Ms Cameron : Absolutely. To me, it is the person or the organisation running the program that should be instrumental in designing and doing the evaluation. It needs to be transparent but, as Margie said, the government need to recognise that that is a priority. It is critical that they fund the programs appropriately to do this evaluation. Evaluations are not cheap, but delivering programs that are not evaluated is even more expensive.

Senator DI NATALE: Sure. I managed to benefit from some of this many, many years ago and I am not sure that it actually made a difference to my decision; it was in essence a nice additional payment. I just wonder how many times we are paying practitioners to do something that they were going to do anyway and whether there might not be a better spend of money somewhere else in the system.

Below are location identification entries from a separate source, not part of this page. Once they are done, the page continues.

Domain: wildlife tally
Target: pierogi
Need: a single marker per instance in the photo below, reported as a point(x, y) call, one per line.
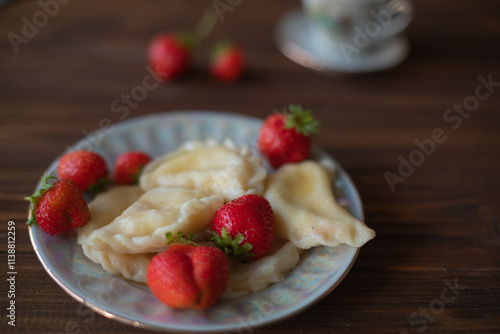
point(182, 190)
point(103, 210)
point(215, 169)
point(141, 228)
point(306, 211)
point(255, 276)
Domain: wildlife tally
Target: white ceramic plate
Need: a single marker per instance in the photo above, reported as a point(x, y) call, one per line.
point(319, 271)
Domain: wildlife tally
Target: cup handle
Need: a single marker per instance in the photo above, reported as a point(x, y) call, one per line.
point(401, 12)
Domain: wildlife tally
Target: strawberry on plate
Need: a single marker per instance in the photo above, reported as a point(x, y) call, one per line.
point(59, 207)
point(169, 55)
point(87, 169)
point(284, 137)
point(227, 62)
point(129, 166)
point(188, 275)
point(244, 227)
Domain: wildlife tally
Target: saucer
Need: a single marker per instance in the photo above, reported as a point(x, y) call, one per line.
point(293, 38)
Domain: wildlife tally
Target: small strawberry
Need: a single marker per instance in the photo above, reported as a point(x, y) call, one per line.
point(284, 137)
point(244, 227)
point(188, 275)
point(227, 63)
point(129, 166)
point(59, 207)
point(88, 169)
point(169, 55)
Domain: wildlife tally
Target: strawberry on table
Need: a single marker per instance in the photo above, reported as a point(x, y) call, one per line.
point(59, 207)
point(129, 166)
point(169, 55)
point(227, 62)
point(244, 227)
point(188, 275)
point(284, 137)
point(87, 169)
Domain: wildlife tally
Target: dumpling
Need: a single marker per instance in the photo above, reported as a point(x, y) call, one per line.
point(257, 275)
point(215, 169)
point(141, 228)
point(306, 211)
point(131, 266)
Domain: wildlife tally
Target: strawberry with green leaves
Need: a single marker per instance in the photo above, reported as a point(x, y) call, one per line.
point(87, 169)
point(244, 227)
point(169, 55)
point(129, 165)
point(58, 207)
point(285, 137)
point(227, 62)
point(187, 275)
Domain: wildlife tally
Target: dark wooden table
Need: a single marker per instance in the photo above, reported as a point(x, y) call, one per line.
point(434, 266)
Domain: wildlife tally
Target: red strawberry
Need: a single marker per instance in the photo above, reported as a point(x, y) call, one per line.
point(188, 276)
point(168, 55)
point(244, 227)
point(284, 137)
point(227, 63)
point(88, 169)
point(129, 165)
point(59, 207)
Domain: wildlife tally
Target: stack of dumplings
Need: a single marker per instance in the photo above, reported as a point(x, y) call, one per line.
point(182, 190)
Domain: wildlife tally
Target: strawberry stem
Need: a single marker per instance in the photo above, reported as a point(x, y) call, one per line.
point(35, 198)
point(232, 246)
point(301, 120)
point(179, 238)
point(205, 25)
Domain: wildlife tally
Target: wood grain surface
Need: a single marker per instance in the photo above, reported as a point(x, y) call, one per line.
point(434, 266)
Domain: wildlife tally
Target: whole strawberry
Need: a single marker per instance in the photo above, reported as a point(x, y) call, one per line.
point(227, 63)
point(87, 169)
point(129, 165)
point(59, 207)
point(244, 227)
point(284, 137)
point(169, 55)
point(188, 276)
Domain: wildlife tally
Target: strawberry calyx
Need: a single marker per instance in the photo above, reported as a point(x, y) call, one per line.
point(232, 246)
point(301, 120)
point(180, 238)
point(35, 198)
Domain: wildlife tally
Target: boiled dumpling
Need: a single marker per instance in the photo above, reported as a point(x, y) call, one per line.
point(130, 266)
point(141, 228)
point(257, 275)
point(215, 169)
point(306, 211)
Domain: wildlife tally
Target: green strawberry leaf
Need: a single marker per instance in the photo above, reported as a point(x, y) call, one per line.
point(301, 120)
point(232, 246)
point(179, 238)
point(35, 198)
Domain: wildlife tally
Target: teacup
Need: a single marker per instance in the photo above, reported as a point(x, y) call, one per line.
point(355, 26)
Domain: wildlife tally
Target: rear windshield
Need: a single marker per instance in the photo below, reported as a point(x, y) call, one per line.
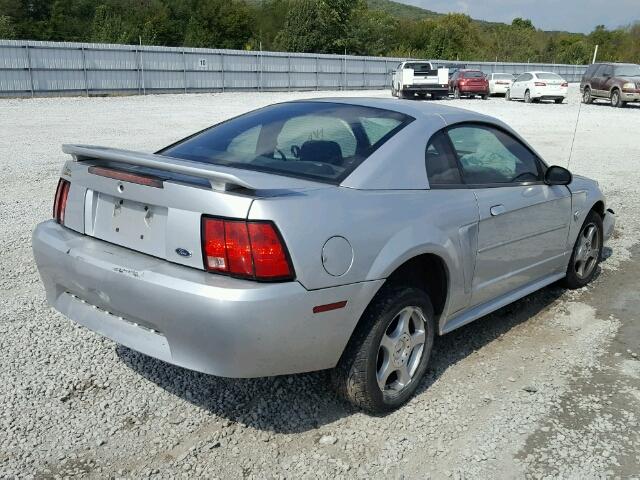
point(419, 67)
point(627, 70)
point(311, 140)
point(548, 76)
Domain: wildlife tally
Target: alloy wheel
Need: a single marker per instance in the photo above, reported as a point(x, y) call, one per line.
point(401, 349)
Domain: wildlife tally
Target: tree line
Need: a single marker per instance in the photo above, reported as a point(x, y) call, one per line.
point(318, 26)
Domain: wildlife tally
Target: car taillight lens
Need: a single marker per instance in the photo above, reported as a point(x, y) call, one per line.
point(246, 249)
point(60, 201)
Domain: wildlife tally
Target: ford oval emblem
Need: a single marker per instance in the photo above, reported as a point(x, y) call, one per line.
point(183, 252)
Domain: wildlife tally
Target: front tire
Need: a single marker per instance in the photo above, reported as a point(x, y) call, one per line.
point(388, 353)
point(527, 97)
point(616, 99)
point(587, 252)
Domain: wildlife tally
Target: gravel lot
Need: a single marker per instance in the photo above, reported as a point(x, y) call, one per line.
point(549, 386)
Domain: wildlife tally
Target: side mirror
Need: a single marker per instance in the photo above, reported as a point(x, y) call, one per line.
point(558, 176)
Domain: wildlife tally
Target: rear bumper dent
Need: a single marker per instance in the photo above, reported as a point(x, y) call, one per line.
point(204, 322)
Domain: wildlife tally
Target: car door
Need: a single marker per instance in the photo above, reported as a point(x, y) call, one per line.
point(453, 80)
point(597, 82)
point(517, 91)
point(607, 80)
point(523, 223)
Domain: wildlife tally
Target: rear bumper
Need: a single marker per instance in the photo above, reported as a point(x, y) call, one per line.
point(608, 224)
point(474, 89)
point(545, 94)
point(187, 317)
point(444, 90)
point(630, 96)
point(498, 88)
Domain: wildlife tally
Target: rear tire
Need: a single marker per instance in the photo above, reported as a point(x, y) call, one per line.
point(587, 252)
point(374, 372)
point(616, 99)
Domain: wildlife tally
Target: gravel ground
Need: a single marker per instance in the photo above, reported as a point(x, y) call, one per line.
point(547, 387)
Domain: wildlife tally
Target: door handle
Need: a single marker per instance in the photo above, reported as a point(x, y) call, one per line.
point(498, 210)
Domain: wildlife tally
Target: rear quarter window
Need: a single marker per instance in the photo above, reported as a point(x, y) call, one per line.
point(320, 141)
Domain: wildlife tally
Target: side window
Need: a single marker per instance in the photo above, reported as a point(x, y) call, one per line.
point(490, 156)
point(377, 127)
point(442, 167)
point(324, 132)
point(244, 146)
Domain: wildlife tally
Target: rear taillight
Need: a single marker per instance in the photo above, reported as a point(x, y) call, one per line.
point(246, 249)
point(60, 201)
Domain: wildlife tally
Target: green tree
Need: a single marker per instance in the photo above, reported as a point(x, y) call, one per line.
point(219, 24)
point(7, 29)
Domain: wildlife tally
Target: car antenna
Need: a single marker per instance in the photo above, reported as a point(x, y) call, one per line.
point(575, 131)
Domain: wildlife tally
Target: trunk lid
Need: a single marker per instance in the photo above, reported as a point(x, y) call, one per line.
point(154, 204)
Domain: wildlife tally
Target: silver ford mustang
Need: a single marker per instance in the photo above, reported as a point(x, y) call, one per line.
point(334, 233)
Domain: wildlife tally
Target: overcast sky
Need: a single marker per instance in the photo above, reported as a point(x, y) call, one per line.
point(568, 15)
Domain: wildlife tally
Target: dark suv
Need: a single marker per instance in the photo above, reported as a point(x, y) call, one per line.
point(617, 82)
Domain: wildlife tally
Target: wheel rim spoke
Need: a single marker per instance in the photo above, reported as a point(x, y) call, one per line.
point(417, 338)
point(383, 373)
point(404, 377)
point(401, 350)
point(387, 343)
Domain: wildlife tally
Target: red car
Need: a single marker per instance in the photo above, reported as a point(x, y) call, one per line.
point(469, 83)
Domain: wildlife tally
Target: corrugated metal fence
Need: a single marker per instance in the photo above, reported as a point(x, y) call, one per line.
point(51, 69)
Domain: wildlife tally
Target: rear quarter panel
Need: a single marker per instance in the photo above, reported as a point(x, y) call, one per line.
point(385, 229)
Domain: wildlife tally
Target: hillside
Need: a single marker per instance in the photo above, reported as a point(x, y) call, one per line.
point(401, 10)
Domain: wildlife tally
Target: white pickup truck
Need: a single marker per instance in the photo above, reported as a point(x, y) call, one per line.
point(413, 78)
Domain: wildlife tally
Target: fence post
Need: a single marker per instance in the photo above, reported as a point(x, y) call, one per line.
point(364, 73)
point(222, 69)
point(184, 69)
point(144, 87)
point(84, 69)
point(259, 66)
point(29, 67)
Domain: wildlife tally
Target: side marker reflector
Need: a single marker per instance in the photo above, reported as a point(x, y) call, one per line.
point(330, 306)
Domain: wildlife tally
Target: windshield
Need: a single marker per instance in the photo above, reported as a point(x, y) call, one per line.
point(473, 74)
point(548, 76)
point(312, 140)
point(627, 71)
point(419, 67)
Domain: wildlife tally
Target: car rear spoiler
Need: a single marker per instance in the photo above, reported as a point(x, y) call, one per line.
point(221, 178)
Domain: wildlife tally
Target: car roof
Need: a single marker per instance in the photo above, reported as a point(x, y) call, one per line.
point(413, 109)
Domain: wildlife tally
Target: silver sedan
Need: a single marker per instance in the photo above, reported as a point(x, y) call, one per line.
point(338, 234)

Ms Mahon : Yes. We agree with you.

Ms Cameron : Absolutely.

Senator DI NATALE: The other thing, just quickly, is the question of quotas for universities for students who have a rural background. My understanding is that most universities have quotas, and the problem is not actually defining the quota; it is meeting it.

Ms Cameron : Yes—so actually attracting the students from a rural background who are interested in undertaking that course?

Senator DI NATALE: That is right. For example, we have been told that a number of the larger universities—let us talk about medicine specifically in this case—have quotas which they are simply not meeting; they are unable to attract the students. I think one of your recommendations was around defining an appropriate quota. I would have thought the issue is: how do we actually get more students from a rural background interested?

Ms Cameron : We are doing some of that grassroots stuff with our rural high-school visits, but it comes back to—I think it was—Senator McKenzie, who brought up that we need to look at the scores and what it takes to get into medicine, what it is made up of; is it interviews? Students in the bush might say, 'I can't get that 99.9,' immediately, and think, 'It's pie in the sky; I'm not even going to try to achieve it. I will change my ideals in life and do something else.' We need to clearly get those messages out and we really need to engage with the universities to think about what it is that makes good health professionals.

Senator DI NATALE: That is good. I will wind up there, in the interests of time.

CHAIR: Do you mind a few extra questions on notice? Senator McKenzie will write them down to make them clear. Thank you for your time and for your submission.